What is the value of acknowledging incremental success?
AP: “That’s what agile ensures: from each sprint, there is at the very least a minimum viable product, a minimum testable product that we can say is a result of our efforts. We then either test it on the market or pass it to someone else to review, but it keeps people engaged. Sometimes we burn out on very long projects all because it just drags on and on. So if you have very small victories along the way it does foster better engagement.”
How Important is it that an executive remains as the champion and true owner of a project?
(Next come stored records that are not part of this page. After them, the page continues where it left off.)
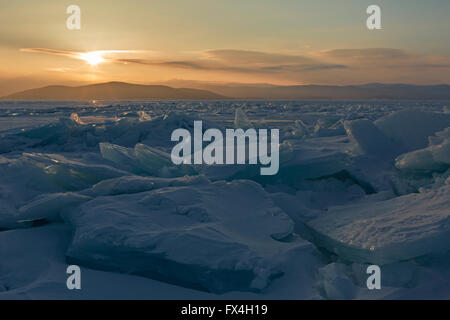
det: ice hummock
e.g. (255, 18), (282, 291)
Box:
(308, 184), (450, 264)
(395, 127), (450, 173)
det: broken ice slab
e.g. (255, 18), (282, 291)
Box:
(307, 185), (450, 264)
(100, 142), (196, 177)
(395, 128), (450, 173)
(65, 181), (305, 293)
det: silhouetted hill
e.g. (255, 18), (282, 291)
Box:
(2, 82), (226, 101)
(198, 83), (450, 100)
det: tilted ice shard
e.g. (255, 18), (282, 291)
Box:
(395, 128), (450, 172)
(134, 143), (195, 177)
(234, 108), (253, 129)
(375, 109), (450, 153)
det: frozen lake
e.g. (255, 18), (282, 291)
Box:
(0, 101), (450, 299)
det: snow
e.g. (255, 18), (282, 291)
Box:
(0, 101), (450, 299)
(308, 185), (450, 264)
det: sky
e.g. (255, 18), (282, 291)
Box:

AP: “Good question and a lot of points can come out of that. Firstly, executives must remain executive and strategic. I say that because the minute an executive gets bogged down in the operational stuff you lose your perspective and become lost in the weeds. You want executives to always hold their heads up and keep the big picture in mind and that’s what we’re depending on them to do. You’re a manager because you have problem-solving skills, that’s why you’re hired – to solve problems. That being said, all initiatives do not need executive ownership. This can and should be delegated, depending on the strategic nature of the initiative. Delegation however, does not relieve the executive team of their oversight responsibilities.
On a side note – we tend to think that only the executive level has ownership, but in a truly efficient company there’s ownership everywhere, it must be a culture of ‘if it comes to me, I handle it, I don’t hand it off.'”
Why do you like Governance so much?
AP: “It’s the bedrock for the achievement of great dreams and aspirations.”
ABOUT THE AUTHOR: Alicia Perez, B.Sc, CISA, CGEIT
Alicia Perez is a Certified Information Systems Auditor with over ten (10) years in the field of business assurance and IT Audit Alicia speaks from a place of technical competence and hands-on experience; she has been integrally involved in a wide range of projects at varying degrees of complexity and has interacted with audit minds in almost every industry throughout the Caribbean.